Perang Dagang AS Tiongkok

Pertumbuhan Ekonomi RI Diprediksi Terkoreksi ke Bawah

Desi Angriani    •    Selasa, 10 Apr 2018 11:56 WIB
as-tiongkokPerang dagang
Pertumbuhan Ekonomi RI Diprediksi Terkoreksi ke Bawah
Ilustrasi. (Foto: Antara/Vitalis).

Jakarta: Perang dagang antara Amerika Serikat (AS) danTiongkok dipercaya menambah ketidakpastian global dan memukul pertumbuhan ekonomi dunia, termasuk Indonesia sebagai mitra dagang kedua negara.

Peneliti Institute for Development of Economics and Finance (Indef) Bhima Yudhistira mengatakan bila barang impor Tiongkok membanjiri pasar Indonesia maka pertumbuhan manufaktur makin tertekan. Hal ini mengakibatkan pertumbuhan ekonomi RI dapat terkoreksi ke bawah dari target pemerintah yang sebesar 5,4 persen.

"Jadi ada korelasi positif antara naiknya tensi perang dagang dengan impor barang konsumsi di Indonesia. Ujungnya growth manufaktur sulit menembus lima persen. Hal ini juga akan memengaruhi pertumbuhan ekonomi 2018 yang diprediksi akan berada di bawah target 5,4 persen," kata Bhima saat dihubungi Medcom.id di Jakarta, Senin, 9 April 2018.

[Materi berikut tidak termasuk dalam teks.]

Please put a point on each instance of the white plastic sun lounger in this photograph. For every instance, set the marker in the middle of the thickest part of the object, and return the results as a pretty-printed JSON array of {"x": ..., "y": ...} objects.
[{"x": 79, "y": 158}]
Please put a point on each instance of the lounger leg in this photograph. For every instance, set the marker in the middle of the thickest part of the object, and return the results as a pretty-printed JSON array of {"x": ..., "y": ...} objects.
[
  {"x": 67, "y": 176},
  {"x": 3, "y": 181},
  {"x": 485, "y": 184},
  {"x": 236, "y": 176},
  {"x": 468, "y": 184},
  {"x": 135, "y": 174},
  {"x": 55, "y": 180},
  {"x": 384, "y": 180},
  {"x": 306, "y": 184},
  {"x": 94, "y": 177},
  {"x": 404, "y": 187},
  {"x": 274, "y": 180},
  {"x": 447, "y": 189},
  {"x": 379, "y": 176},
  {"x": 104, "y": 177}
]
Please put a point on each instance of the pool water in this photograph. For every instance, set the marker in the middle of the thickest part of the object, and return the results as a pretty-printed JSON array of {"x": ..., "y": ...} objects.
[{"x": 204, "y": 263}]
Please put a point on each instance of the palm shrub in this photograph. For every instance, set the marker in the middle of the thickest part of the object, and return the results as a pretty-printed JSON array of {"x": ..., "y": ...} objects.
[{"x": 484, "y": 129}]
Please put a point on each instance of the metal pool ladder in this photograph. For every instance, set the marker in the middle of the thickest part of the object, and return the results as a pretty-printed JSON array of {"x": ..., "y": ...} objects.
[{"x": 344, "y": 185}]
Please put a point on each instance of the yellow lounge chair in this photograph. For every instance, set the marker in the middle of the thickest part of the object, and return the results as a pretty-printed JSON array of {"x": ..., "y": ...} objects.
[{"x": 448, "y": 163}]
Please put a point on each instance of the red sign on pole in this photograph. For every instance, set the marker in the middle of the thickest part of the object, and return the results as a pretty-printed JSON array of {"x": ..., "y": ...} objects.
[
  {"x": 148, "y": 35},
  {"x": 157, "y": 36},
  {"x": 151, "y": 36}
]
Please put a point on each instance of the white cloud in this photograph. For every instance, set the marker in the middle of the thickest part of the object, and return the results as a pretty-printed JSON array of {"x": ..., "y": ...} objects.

Bhima menambahkan, trade war bisa meningkatkan ketergantungan impor Indonesia dalam jangka panjang. Apalagi Indonesia termasuk negara dengan hambatan nontarif terendah, yakni hanya 272 jenis lebih rendah dibanding Tiongkok dan AS, yang masing-masing di atas 2.000 jenis. Artinya, Indonesia akan menjadi sasaran empuk bagi barang-barang impor Tiongkok yang terhambat masuk ke AS.

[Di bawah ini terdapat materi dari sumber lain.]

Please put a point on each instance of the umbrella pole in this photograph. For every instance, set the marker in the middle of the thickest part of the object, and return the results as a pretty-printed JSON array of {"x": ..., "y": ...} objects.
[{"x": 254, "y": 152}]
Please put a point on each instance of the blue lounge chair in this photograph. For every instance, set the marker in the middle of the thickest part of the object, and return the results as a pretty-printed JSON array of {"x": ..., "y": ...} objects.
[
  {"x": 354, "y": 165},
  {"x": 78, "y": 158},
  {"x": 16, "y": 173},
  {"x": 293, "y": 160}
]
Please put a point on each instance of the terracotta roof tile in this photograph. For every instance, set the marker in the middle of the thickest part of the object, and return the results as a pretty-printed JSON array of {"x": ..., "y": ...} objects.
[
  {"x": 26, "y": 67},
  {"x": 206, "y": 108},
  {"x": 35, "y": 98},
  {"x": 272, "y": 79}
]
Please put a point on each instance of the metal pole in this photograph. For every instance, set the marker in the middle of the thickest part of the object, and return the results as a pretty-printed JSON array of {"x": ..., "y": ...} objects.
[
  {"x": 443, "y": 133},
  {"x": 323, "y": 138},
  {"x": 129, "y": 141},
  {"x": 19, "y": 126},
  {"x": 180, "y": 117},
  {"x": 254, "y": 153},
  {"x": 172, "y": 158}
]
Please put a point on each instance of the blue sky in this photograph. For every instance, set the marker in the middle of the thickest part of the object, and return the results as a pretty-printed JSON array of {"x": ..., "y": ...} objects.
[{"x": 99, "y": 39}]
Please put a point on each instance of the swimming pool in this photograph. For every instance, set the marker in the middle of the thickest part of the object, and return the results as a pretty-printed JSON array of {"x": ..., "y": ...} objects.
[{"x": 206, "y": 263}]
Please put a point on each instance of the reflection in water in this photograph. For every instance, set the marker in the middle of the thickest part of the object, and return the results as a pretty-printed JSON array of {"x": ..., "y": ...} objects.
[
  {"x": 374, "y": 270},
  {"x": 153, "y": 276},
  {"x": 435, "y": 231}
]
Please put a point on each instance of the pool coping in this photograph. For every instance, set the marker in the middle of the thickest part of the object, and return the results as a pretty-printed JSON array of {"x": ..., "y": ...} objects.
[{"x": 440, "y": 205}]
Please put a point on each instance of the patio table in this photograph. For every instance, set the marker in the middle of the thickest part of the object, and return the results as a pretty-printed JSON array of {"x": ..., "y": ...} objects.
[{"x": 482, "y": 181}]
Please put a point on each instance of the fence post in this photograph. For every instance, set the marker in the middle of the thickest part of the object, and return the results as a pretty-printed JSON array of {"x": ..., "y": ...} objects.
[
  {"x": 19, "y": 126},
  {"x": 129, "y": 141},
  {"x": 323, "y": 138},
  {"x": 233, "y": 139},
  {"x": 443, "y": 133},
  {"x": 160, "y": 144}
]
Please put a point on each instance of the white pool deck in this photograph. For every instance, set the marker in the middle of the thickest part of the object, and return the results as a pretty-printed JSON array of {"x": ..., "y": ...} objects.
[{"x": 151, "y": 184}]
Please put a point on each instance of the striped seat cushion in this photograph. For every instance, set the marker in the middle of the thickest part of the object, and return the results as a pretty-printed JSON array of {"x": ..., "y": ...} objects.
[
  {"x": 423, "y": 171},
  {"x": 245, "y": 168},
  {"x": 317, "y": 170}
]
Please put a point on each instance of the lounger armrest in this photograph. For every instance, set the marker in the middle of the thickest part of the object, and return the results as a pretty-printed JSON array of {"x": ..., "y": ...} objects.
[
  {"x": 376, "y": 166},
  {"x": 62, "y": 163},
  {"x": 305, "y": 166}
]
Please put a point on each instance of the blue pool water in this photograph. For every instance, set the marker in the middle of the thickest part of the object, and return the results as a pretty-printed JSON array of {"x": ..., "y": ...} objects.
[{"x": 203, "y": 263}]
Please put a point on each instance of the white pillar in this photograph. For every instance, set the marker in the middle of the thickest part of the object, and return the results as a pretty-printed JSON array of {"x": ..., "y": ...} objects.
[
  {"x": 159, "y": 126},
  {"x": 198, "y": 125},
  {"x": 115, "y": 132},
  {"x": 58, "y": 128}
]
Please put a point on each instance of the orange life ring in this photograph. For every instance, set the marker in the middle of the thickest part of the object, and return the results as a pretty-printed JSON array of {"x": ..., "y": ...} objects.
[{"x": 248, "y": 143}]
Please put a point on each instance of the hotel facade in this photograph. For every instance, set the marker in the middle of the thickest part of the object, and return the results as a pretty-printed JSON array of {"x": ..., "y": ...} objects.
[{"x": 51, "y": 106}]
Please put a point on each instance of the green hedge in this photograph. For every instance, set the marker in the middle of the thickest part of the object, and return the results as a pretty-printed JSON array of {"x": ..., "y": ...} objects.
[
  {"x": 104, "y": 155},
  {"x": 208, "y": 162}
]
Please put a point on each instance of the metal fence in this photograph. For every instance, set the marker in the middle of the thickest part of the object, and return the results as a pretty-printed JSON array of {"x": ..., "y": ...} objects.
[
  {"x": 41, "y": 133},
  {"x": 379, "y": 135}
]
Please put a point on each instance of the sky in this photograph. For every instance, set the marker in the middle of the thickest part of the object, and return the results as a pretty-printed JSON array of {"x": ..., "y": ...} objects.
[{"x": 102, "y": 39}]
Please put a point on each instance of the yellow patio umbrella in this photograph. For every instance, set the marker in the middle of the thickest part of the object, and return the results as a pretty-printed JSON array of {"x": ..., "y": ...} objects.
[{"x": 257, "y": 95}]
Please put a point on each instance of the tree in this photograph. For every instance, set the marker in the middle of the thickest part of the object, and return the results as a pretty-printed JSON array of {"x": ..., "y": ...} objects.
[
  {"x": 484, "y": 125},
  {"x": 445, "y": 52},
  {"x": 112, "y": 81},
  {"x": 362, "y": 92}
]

"Dampak ke pelaku usaha khususnya industri manufaktur akibat banjirnya barang dari Tiongkok bisa mempengaruhi permintaan produk lokal, dan menurunkan omzet pelaku usaha kecil," imbuh dia.

Sementara dalam jangka pendek, perang dagang menguncang volatilitas di pasar modal beberapa waktu terakhir. Tercatat Indeks Harga Saham Gabungan (IHSG) masih tertekan di level 6.150-6.220 dari sebelumnya mencetak rekor 6.662 pada Februari lalu.

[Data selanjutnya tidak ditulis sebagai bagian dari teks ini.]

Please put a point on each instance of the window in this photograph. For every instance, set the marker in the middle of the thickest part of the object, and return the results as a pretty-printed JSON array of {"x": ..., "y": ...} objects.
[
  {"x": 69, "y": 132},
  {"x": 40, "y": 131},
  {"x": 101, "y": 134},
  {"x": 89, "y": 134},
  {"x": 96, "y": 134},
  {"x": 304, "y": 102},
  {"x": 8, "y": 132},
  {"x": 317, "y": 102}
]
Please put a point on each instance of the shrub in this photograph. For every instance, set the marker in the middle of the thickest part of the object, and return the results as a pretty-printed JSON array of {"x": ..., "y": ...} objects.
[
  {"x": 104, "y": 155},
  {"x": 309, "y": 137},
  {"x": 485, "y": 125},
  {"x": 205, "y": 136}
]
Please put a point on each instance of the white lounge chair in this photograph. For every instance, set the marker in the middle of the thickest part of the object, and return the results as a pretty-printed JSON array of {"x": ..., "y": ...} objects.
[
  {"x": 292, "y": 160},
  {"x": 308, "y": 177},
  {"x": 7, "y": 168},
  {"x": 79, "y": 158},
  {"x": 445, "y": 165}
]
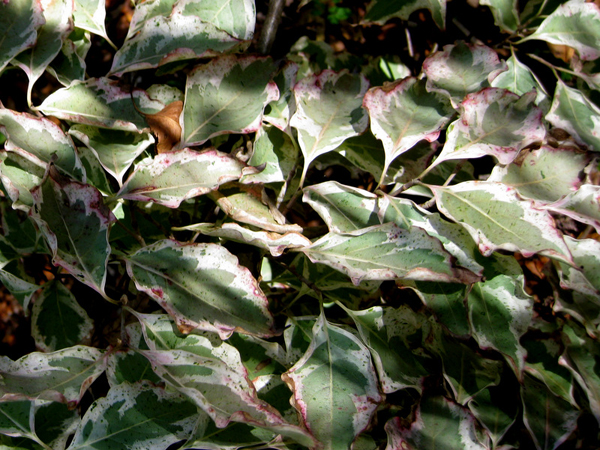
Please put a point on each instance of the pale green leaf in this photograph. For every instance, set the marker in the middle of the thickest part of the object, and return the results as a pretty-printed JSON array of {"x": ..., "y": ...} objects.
[
  {"x": 19, "y": 21},
  {"x": 227, "y": 95},
  {"x": 500, "y": 312},
  {"x": 576, "y": 114},
  {"x": 136, "y": 417},
  {"x": 461, "y": 69},
  {"x": 170, "y": 178},
  {"x": 497, "y": 219},
  {"x": 493, "y": 122},
  {"x": 74, "y": 221},
  {"x": 115, "y": 149},
  {"x": 328, "y": 111},
  {"x": 575, "y": 24},
  {"x": 381, "y": 11},
  {"x": 549, "y": 419},
  {"x": 404, "y": 113},
  {"x": 535, "y": 173},
  {"x": 61, "y": 376},
  {"x": 334, "y": 385},
  {"x": 202, "y": 286},
  {"x": 57, "y": 320}
]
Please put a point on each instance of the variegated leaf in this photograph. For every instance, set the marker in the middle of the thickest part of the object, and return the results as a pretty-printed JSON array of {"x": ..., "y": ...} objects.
[
  {"x": 100, "y": 102},
  {"x": 404, "y": 113},
  {"x": 334, "y": 385},
  {"x": 115, "y": 149},
  {"x": 57, "y": 320},
  {"x": 575, "y": 24},
  {"x": 227, "y": 95},
  {"x": 61, "y": 376},
  {"x": 202, "y": 286},
  {"x": 573, "y": 112},
  {"x": 497, "y": 219},
  {"x": 328, "y": 111},
  {"x": 75, "y": 222},
  {"x": 461, "y": 69},
  {"x": 19, "y": 21},
  {"x": 493, "y": 122},
  {"x": 170, "y": 178},
  {"x": 136, "y": 417}
]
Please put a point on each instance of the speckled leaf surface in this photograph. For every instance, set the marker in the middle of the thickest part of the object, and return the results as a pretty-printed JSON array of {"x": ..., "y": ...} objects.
[
  {"x": 501, "y": 300},
  {"x": 404, "y": 113},
  {"x": 385, "y": 252},
  {"x": 57, "y": 320},
  {"x": 328, "y": 111},
  {"x": 381, "y": 11},
  {"x": 227, "y": 95},
  {"x": 534, "y": 174},
  {"x": 61, "y": 376},
  {"x": 497, "y": 219},
  {"x": 493, "y": 122},
  {"x": 75, "y": 222},
  {"x": 100, "y": 102},
  {"x": 576, "y": 114},
  {"x": 42, "y": 138},
  {"x": 115, "y": 149},
  {"x": 461, "y": 69},
  {"x": 202, "y": 286},
  {"x": 19, "y": 21},
  {"x": 334, "y": 385},
  {"x": 390, "y": 334},
  {"x": 576, "y": 24},
  {"x": 136, "y": 417},
  {"x": 170, "y": 178}
]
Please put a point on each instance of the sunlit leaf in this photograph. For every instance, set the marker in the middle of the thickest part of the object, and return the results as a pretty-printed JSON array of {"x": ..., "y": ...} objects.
[
  {"x": 334, "y": 385},
  {"x": 136, "y": 417},
  {"x": 75, "y": 222},
  {"x": 328, "y": 111},
  {"x": 57, "y": 320},
  {"x": 61, "y": 376},
  {"x": 202, "y": 286},
  {"x": 227, "y": 95}
]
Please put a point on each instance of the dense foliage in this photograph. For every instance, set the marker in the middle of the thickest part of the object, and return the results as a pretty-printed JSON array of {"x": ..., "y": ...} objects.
[{"x": 219, "y": 249}]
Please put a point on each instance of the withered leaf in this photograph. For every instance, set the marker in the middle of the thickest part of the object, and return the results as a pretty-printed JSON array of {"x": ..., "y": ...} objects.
[{"x": 165, "y": 126}]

Di sisi lain, investor asing bereaksi dengan beralih ke instrumen investasi yang risikonya relatif rendah. Tercatat net sales investor asing di bursa saham awal 2018 hanya sebesar Rp24,2 triliun. Keluarnya modal asing tentu mempengaruhi permintaan rupiah yang akhirnya diproyeksi melemah ke level Rp13.770 sampai Rp13.800 terhadap dolar AS pada pekan ini.

"Harga saham perusahaan yang terkena imbas trade war langsung anjlok," pungkasnya.